Quel gout aura ta vie quand on déposera dans le dernier espace qu’on t’accorde ? Qu’as-tu fait d’autre, à part, respirer, manger, boire et copuler comme une bête ? Que laisses-tu comme héritage, comme trace de ton passage si tu n’as fais que refaire le même chemin que les autres ? Quelle douleur as-tu ressenti pour arracher un brin de liberté pour être ? C’est la somme des déchirures qui fait qu’un homme existe car marcher sur les nuages imaginaires fait de toi un oiseau incapable de chanter. L’interdit est ce rempart qui enferme ta dignité et de l’être qui se distingue, tu n’es qu’une pâle copie conforme à ce qu’ils veulent que tu sois.
Lève ta tête et ose regarder ce qu’ils font de ton destin. Revendique ta part de la vie qu’ils te distribuent comme une aumône. Nous naissons libres et égaux, le pays nous rend frères et la solidarité veut qu’aucun de nous ne vive sous sa condition d’homme. Un seul pauvre qui dort sur le trottoir et le pays devient une ferme où tu n’es que l’ouvrier qui vit parce que tu leur es utile.
La terre qui nourrit est ce qu’ils appellent la patrie. Si ici, ta nourriture est maigre ou rare, il vaut mieux aller ailleurs car ton pays n’est plus ta patrie.
Quelle différence entre les chaînes de l’esclaves et celles, invisibles, que tu portes sans le savoir ?

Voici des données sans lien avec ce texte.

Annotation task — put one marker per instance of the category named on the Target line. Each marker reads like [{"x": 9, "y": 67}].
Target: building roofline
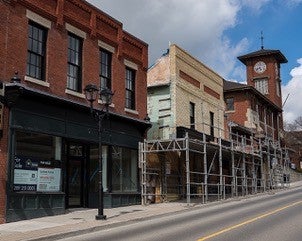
[
  {"x": 263, "y": 52},
  {"x": 243, "y": 87}
]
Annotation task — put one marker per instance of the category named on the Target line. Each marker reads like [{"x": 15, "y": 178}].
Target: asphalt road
[{"x": 274, "y": 217}]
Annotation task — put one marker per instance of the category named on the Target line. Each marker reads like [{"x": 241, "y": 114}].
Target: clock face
[{"x": 260, "y": 67}]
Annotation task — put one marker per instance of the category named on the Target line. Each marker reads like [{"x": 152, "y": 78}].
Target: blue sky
[{"x": 217, "y": 31}]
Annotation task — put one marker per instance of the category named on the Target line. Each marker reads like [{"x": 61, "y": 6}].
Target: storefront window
[
  {"x": 124, "y": 170},
  {"x": 37, "y": 162},
  {"x": 94, "y": 169}
]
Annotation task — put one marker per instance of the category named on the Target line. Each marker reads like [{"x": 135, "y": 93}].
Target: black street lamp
[{"x": 91, "y": 94}]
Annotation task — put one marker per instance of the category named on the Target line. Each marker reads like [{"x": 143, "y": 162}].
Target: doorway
[{"x": 76, "y": 162}]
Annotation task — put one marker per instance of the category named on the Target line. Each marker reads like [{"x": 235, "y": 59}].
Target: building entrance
[{"x": 75, "y": 175}]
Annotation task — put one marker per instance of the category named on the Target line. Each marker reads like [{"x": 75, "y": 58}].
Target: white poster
[{"x": 49, "y": 179}]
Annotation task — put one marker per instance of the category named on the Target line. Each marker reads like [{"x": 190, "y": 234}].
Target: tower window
[{"x": 262, "y": 86}]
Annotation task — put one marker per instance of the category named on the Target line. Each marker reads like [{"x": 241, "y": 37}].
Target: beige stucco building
[{"x": 183, "y": 92}]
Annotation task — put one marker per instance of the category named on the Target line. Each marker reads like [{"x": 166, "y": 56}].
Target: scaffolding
[{"x": 202, "y": 168}]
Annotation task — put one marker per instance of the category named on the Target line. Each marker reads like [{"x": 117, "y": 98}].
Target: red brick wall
[
  {"x": 98, "y": 26},
  {"x": 268, "y": 73},
  {"x": 13, "y": 43}
]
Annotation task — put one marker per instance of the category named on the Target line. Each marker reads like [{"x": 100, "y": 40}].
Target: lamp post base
[{"x": 100, "y": 217}]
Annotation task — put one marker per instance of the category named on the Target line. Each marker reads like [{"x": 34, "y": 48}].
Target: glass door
[
  {"x": 75, "y": 175},
  {"x": 75, "y": 182}
]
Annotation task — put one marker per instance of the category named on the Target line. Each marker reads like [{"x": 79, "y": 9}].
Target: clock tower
[{"x": 263, "y": 72}]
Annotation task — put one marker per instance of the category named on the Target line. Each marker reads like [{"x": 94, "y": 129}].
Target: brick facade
[
  {"x": 61, "y": 16},
  {"x": 81, "y": 15}
]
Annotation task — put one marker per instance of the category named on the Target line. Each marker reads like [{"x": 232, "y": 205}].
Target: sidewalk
[{"x": 80, "y": 221}]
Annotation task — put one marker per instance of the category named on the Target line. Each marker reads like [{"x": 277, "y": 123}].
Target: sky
[{"x": 216, "y": 32}]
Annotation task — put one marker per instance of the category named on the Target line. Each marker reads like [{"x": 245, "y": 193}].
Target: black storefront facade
[{"x": 53, "y": 155}]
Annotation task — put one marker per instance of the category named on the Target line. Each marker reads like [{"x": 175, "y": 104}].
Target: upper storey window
[
  {"x": 36, "y": 51},
  {"x": 262, "y": 86},
  {"x": 74, "y": 72},
  {"x": 105, "y": 69},
  {"x": 230, "y": 104},
  {"x": 192, "y": 115}
]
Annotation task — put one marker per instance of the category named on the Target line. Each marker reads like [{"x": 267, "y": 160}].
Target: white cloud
[
  {"x": 196, "y": 26},
  {"x": 293, "y": 89}
]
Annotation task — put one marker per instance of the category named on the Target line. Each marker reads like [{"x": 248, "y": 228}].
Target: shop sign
[{"x": 36, "y": 175}]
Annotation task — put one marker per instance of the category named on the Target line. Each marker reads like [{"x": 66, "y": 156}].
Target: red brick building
[
  {"x": 256, "y": 107},
  {"x": 49, "y": 141}
]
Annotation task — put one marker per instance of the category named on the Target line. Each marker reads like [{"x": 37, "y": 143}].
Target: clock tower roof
[{"x": 263, "y": 52}]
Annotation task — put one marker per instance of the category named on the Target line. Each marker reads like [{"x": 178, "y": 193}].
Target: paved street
[{"x": 270, "y": 217}]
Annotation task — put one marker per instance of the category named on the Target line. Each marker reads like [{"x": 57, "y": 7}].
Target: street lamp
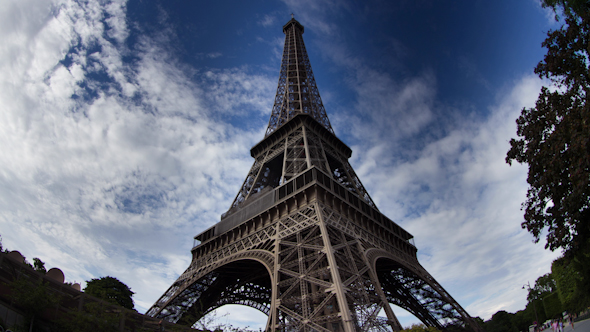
[{"x": 528, "y": 285}]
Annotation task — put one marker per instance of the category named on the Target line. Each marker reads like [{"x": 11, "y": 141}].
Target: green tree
[
  {"x": 544, "y": 285},
  {"x": 39, "y": 265},
  {"x": 554, "y": 139},
  {"x": 571, "y": 284},
  {"x": 570, "y": 7},
  {"x": 110, "y": 289}
]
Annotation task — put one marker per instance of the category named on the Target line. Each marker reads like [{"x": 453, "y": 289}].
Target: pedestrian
[{"x": 561, "y": 325}]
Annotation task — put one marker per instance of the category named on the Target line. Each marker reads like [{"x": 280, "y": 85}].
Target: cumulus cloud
[{"x": 106, "y": 165}]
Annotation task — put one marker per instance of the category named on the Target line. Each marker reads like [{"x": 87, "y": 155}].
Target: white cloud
[{"x": 461, "y": 201}]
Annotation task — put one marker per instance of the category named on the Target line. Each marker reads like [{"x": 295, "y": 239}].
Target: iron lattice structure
[{"x": 303, "y": 242}]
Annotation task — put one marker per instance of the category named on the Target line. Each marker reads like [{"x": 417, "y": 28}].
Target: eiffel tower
[{"x": 303, "y": 242}]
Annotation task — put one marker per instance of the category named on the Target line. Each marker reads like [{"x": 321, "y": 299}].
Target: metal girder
[{"x": 297, "y": 91}]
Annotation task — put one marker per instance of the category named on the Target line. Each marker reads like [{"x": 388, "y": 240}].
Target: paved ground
[{"x": 581, "y": 326}]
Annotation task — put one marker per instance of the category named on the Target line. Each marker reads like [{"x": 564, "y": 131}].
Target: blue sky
[{"x": 125, "y": 129}]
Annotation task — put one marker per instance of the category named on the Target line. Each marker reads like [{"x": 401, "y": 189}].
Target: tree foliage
[
  {"x": 554, "y": 139},
  {"x": 39, "y": 265},
  {"x": 544, "y": 285},
  {"x": 572, "y": 282},
  {"x": 501, "y": 321},
  {"x": 111, "y": 290},
  {"x": 570, "y": 7}
]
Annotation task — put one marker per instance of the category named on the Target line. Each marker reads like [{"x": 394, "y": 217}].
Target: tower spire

Lui il sait qu’il appartient à un autre et toi, tu ne sais même pas qui est ton maître !
Cœur trompé
Le cœur hésite, trébuche avec,
derrière lui, les mains jointes
comme pour une prière vaine,
A-t-il trop ou mal aimé ?
Ses baisers étaient si profonds
que les lèvres étaient brûlantes,
avec le vertige pour condiment.
A-t-il vraiment aimé, Ce cœur
victime de son inconscience
quand il a banni le mensonge
du verbe qu’il voulait propre ?
A-t-il bien fait de s’oublier
dans l’océan de feu, la nuit,
qu’ils traversaient ensemble ?
A-t-il manqué de courage
quand, dans les bavardages,
il ne parlait que d’amour ?
A-t-il hésité à réduire l’horizon
au seul regard qui le rassure ?
A-t-il été inconscient de croire
que son seul sourire suffit
à colorer le ciel en printemps ?
Qu’a-t-il pensé en se réveillant
dans la moiteur nauséabonde
des indignes comportements ?
Quel gâchis, l’amour incompris
ou cette gratuite arrogance
qui infecte le frémissement
des lèvres quand le je t’aime
encense l’air et l’atmosphère !
Quelle intense douleur quand
le regard se pose, innocent,
sur les épines qui se cachent
sous les pensées coupables
que Narcisse cultive à l’ombre
des comportements indignes.
Le cœur a mal et balance
entre le doute et la colère
quand le prénom responsable
essaie de rejouer le même tour,
avec les mêmes couleurs,
unique grimace du mensonge,
horrible torture de l’innocence
et temps perdu, gaspillé
pour une illusion construite
comme un mirage qui s’évapore
quand vient l’heure de la vérité !
Ne dit-on pas que la vipère
devient plus venimeuse quand
elle s’enduit la langue avec du miel ?
La mort du poète
Quand je t’ai retrouvé, tu n’étais plus toi-même. Quelque chose a changé en toi. Un peu comme si des fibres se sont brisées. Tu n’as plus cet air, à la fois, heureux et jovial. Aujourd’hui, il semblerait que tu t’es construit une carapace derrière laquelle tu te caches ou tu te réfugies. j’avais compris que le mensonge et la mauvaise foi ont fini par détruire, en toi, cet altruisme qui te distinguait. Tu es devenu une ruine qui attend dans le silence de l’oubli. Comme ces empires qui, après le faste et la fortune, ont périclité jusqu’à devenir poussière.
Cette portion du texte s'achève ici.